Our starting point is using vector-valued functions to represent the position of an object as a function of time. All of the following material can be applied either to curves in the plane or to space curves. For example, when we look at the orbit of the planets, the curves defining these orbits all lie in a plane because they are elliptical. However, a particle traveling along a helix moves on a curve in three dimensions.

Definition: Speed, Velocity, and Acceleration

Let \(\vecs r(t)\) be a twice-differentiable vector-valued function of the parameter \(t\) that represents the position of an object as a function of time.

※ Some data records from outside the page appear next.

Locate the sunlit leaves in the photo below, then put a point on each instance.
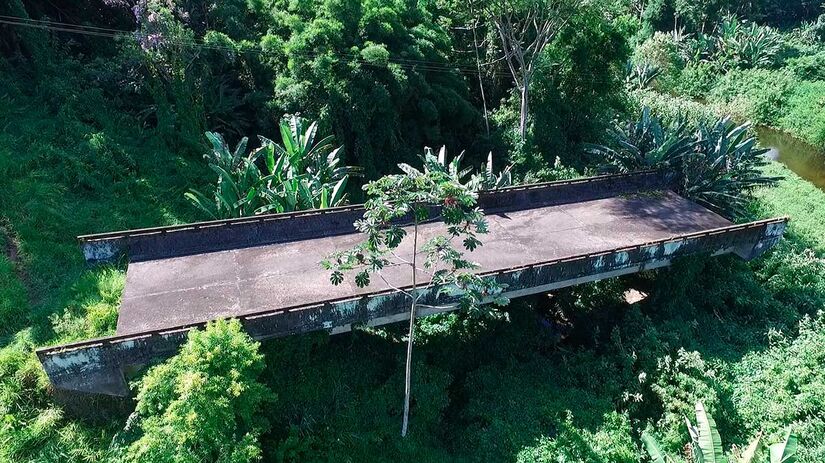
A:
(399, 208)
(301, 174)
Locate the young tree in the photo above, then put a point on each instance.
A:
(204, 404)
(525, 27)
(398, 207)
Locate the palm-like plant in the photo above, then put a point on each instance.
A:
(706, 445)
(644, 144)
(484, 179)
(301, 174)
(717, 166)
(237, 191)
(723, 167)
(745, 45)
(640, 76)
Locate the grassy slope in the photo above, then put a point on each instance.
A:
(69, 165)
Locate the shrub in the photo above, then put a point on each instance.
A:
(808, 67)
(805, 112)
(786, 384)
(717, 167)
(303, 174)
(662, 53)
(696, 80)
(205, 403)
(757, 94)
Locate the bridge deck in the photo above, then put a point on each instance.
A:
(170, 292)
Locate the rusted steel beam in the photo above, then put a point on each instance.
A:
(98, 366)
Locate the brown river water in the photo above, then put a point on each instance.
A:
(803, 159)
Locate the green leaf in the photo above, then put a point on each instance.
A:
(750, 452)
(785, 451)
(362, 279)
(709, 441)
(652, 448)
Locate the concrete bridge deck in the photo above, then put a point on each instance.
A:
(165, 293)
(265, 270)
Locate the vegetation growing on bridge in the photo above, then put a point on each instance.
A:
(103, 133)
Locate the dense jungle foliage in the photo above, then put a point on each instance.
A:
(106, 105)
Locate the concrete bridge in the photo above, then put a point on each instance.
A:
(265, 271)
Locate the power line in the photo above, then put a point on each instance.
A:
(404, 63)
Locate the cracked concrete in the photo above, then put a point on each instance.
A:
(176, 291)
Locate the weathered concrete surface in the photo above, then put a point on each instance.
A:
(221, 235)
(166, 293)
(264, 271)
(97, 366)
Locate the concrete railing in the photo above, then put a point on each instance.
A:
(98, 366)
(179, 240)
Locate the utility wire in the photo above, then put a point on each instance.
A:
(404, 63)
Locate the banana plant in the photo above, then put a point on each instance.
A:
(484, 179)
(706, 445)
(301, 174)
(723, 167)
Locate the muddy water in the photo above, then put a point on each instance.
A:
(805, 160)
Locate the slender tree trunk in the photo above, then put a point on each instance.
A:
(522, 127)
(480, 81)
(408, 376)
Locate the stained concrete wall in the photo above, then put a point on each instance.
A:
(97, 366)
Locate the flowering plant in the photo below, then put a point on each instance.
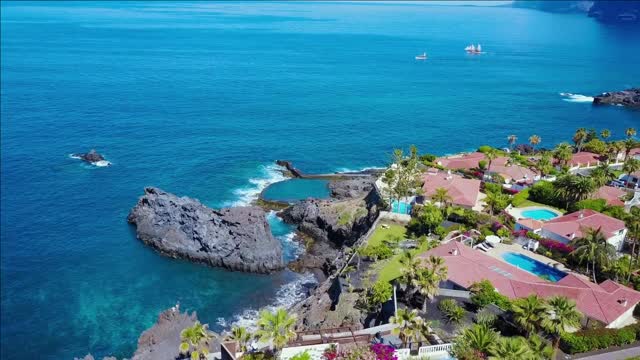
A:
(384, 352)
(556, 245)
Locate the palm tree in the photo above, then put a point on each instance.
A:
(479, 338)
(628, 145)
(515, 348)
(544, 164)
(491, 154)
(540, 347)
(562, 316)
(563, 152)
(593, 248)
(496, 201)
(241, 335)
(574, 188)
(631, 165)
(602, 174)
(407, 325)
(630, 132)
(442, 196)
(579, 137)
(428, 279)
(196, 339)
(528, 313)
(633, 236)
(276, 328)
(512, 140)
(534, 140)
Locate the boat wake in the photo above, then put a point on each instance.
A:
(245, 195)
(101, 163)
(288, 295)
(577, 98)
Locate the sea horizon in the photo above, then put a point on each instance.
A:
(200, 99)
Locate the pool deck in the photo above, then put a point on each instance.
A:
(501, 249)
(517, 212)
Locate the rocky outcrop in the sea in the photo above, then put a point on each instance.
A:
(340, 222)
(92, 157)
(235, 238)
(630, 97)
(353, 188)
(162, 340)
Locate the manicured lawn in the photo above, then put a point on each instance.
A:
(533, 203)
(390, 269)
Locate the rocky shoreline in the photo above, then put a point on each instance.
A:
(240, 239)
(235, 238)
(629, 97)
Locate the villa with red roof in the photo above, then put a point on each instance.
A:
(466, 161)
(511, 173)
(583, 159)
(609, 302)
(463, 192)
(612, 195)
(568, 227)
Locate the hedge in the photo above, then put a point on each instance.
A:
(588, 340)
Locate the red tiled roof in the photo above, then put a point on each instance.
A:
(611, 194)
(574, 223)
(601, 302)
(466, 161)
(583, 158)
(531, 223)
(514, 172)
(463, 191)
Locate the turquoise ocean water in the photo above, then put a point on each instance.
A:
(200, 99)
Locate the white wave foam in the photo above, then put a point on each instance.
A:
(577, 98)
(351, 170)
(269, 174)
(287, 296)
(102, 163)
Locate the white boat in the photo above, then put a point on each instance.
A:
(472, 49)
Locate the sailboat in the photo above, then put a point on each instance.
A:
(472, 49)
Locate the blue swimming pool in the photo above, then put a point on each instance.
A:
(400, 207)
(533, 266)
(539, 214)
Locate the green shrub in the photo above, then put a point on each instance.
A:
(519, 198)
(594, 339)
(451, 310)
(543, 192)
(377, 252)
(302, 356)
(594, 204)
(483, 293)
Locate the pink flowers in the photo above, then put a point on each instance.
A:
(556, 245)
(384, 352)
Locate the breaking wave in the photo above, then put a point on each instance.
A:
(577, 98)
(287, 296)
(245, 195)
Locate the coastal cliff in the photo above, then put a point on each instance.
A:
(630, 97)
(235, 238)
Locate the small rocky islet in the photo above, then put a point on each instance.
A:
(629, 97)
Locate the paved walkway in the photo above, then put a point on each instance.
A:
(614, 355)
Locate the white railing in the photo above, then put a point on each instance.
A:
(426, 350)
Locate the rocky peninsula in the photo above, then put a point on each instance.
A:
(235, 238)
(629, 97)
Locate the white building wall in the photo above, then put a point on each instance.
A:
(623, 320)
(617, 240)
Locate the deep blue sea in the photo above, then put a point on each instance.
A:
(200, 99)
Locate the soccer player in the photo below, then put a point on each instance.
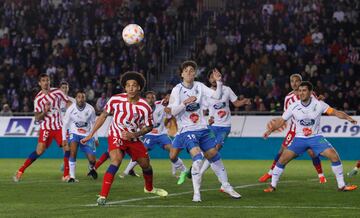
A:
(354, 171)
(307, 113)
(295, 80)
(220, 114)
(186, 104)
(79, 119)
(158, 135)
(47, 111)
(132, 118)
(64, 87)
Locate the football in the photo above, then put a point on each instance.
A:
(132, 34)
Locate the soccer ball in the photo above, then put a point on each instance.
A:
(133, 34)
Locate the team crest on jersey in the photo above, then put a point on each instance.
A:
(219, 105)
(221, 113)
(307, 122)
(192, 107)
(194, 117)
(81, 124)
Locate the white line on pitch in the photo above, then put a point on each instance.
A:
(180, 193)
(232, 207)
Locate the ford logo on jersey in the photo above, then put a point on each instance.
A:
(219, 105)
(307, 122)
(193, 107)
(81, 124)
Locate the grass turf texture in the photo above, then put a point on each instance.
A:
(41, 193)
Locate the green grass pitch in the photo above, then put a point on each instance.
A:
(41, 193)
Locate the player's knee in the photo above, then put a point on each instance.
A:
(210, 153)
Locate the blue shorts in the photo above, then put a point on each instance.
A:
(221, 133)
(150, 141)
(88, 148)
(205, 139)
(317, 143)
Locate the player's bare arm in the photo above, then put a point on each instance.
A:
(141, 132)
(242, 102)
(279, 122)
(40, 115)
(98, 123)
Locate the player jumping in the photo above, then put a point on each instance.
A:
(79, 119)
(131, 119)
(47, 109)
(186, 104)
(158, 135)
(307, 113)
(295, 80)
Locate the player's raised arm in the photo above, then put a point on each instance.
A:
(279, 122)
(219, 86)
(236, 102)
(98, 123)
(40, 115)
(339, 114)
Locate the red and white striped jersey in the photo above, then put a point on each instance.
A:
(52, 120)
(127, 116)
(291, 98)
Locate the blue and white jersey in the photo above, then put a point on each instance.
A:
(79, 121)
(159, 117)
(220, 109)
(191, 117)
(306, 117)
(63, 106)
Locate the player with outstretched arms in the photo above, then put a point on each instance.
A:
(186, 104)
(47, 110)
(79, 120)
(220, 114)
(293, 96)
(307, 114)
(132, 118)
(158, 135)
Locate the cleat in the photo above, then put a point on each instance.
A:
(265, 177)
(132, 173)
(269, 189)
(17, 176)
(182, 177)
(322, 179)
(65, 178)
(101, 200)
(352, 173)
(157, 191)
(188, 173)
(196, 197)
(72, 180)
(348, 188)
(62, 167)
(122, 176)
(93, 174)
(230, 191)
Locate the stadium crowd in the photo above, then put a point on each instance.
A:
(258, 44)
(255, 44)
(80, 42)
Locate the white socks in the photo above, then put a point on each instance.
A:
(196, 176)
(220, 171)
(129, 167)
(277, 171)
(179, 165)
(205, 166)
(338, 171)
(72, 167)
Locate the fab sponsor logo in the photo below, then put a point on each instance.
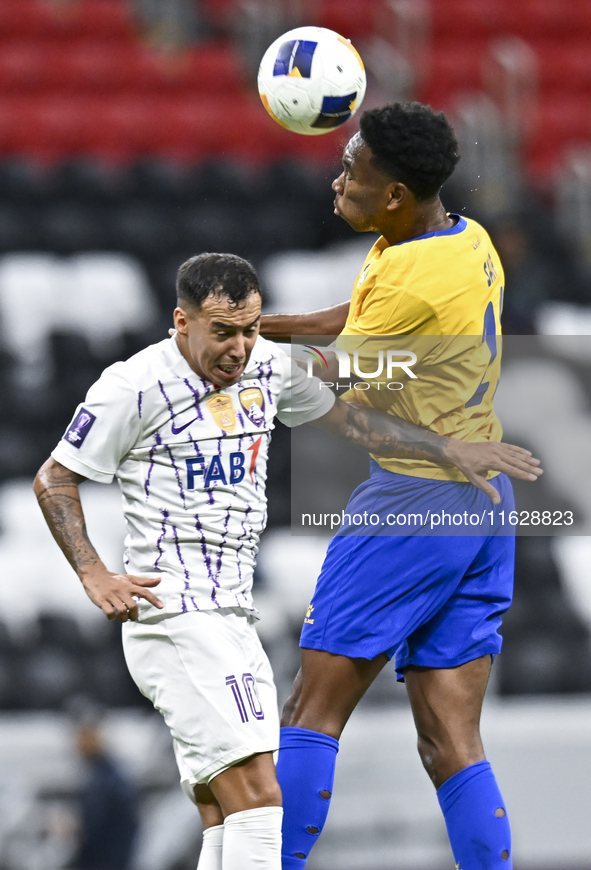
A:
(223, 470)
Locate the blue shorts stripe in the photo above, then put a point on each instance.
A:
(431, 600)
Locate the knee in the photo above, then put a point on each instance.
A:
(267, 795)
(431, 756)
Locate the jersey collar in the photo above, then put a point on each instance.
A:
(452, 231)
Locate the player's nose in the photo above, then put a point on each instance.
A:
(338, 183)
(238, 348)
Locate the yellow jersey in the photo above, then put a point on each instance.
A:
(444, 293)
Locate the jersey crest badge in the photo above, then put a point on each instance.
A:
(363, 275)
(79, 428)
(253, 403)
(222, 411)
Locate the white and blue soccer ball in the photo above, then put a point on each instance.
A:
(311, 80)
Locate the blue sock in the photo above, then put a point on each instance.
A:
(476, 819)
(305, 771)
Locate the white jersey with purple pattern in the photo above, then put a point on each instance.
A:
(191, 463)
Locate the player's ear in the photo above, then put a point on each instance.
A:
(397, 194)
(181, 319)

The velocity vector \(\vecs v(t)\) of the object is given by

\[\text{Velocity}\,=\vecs v(t)=\vecs r^{\,\prime}(t). \label{Eq1}\]

The acceleration vector \(\vecs a(t)\) is defined to be

\[\text{Acceleration}\,=\vecs a(t)=\vecs v^{\,\prime}(t)=\vecs r^{\,\prime\prime}(t). \label{Eq2}\]

The *speed* is defined to be

\[\mathrm{Speed}\,=‖\vecs v(t)‖=‖\vecs r^{\,\prime}(t)‖=\dfrac{ds}{dt}. \label{Eq3}\]

Since \(\vecs{r}(t)\) can be in either two or three dimensions, these vector-valued functions can have either two or three components. In two dimensions, we define \(\vecs{r}(t)=x(t) \hat{\mathbf i}+y(t) \hat{\mathbf j}\) and in three dimensions \(\vecs r(t)=x(t) \hat{\mathbf i}+y(t) \hat{\mathbf j}+z(t) \hat{\mathbf k}\). Then the velocity, acceleration, and speed can be written as shown in the following table.

Quantity |
Two Dimensions |
Three Dimensions |
---|---|---|

Position | \(\vecs{r}(t)=x(t) \hat{\mathbf i}+y(t) \hat{\mathbf j}\) | \(\vecs{r}(t)=x(t) \hat{\mathbf i}+y(t) \hat{\mathbf j}+z(t) \hat{\mathbf k}\) |

Velocity | \(\vecs{v}(t)=x^{\,\prime}(t) \hat{\mathbf i}+y^{\,\prime}(t) \hat{\mathbf j}\) | \(\vecs{v}(t)=x^{\,\prime}(t) \hat{\mathbf i}+y^{\,\prime}(t) \hat{\mathbf j}+z^{\,\prime}(t) \hat{\mathbf k}\) |

Acceleration | \(\vecs{a}(t)=x^{\,\prime\prime}(t) \hat{\mathbf i}+y^{\,\prime\prime}(t) \hat{\mathbf j}\) | \(\vecs{a}(t)=x^{\,\prime\prime}(t) \hat{\mathbf i}+y^{\,\prime\prime}(t) \hat{\mathbf j}+z^{\,\prime\prime}(t) \hat{\mathbf k}\) |

Speed | \(\|\vecs{v}(t)\|= \sqrt{(x^{\,\prime}(t))^2+(y^{\,\prime}(t))^2}\) | \(\|\vecs{v}(t)\|=\sqrt{(x^{\,\prime}(t))^2+(y^{\,\prime}(t))^2+(z^{\,\prime}(t))^2}\) |

Example \(\PageIndex{1}\): Studying Motion Along a Parabola

A particle moves in a parabolic path defined by the vector-valued function \(\vecs{r}(t)=t^2 \hat{\mathbf i}+ \sqrt{5−t^2} \hat{\mathbf j}\), where \(t\) measures time in seconds.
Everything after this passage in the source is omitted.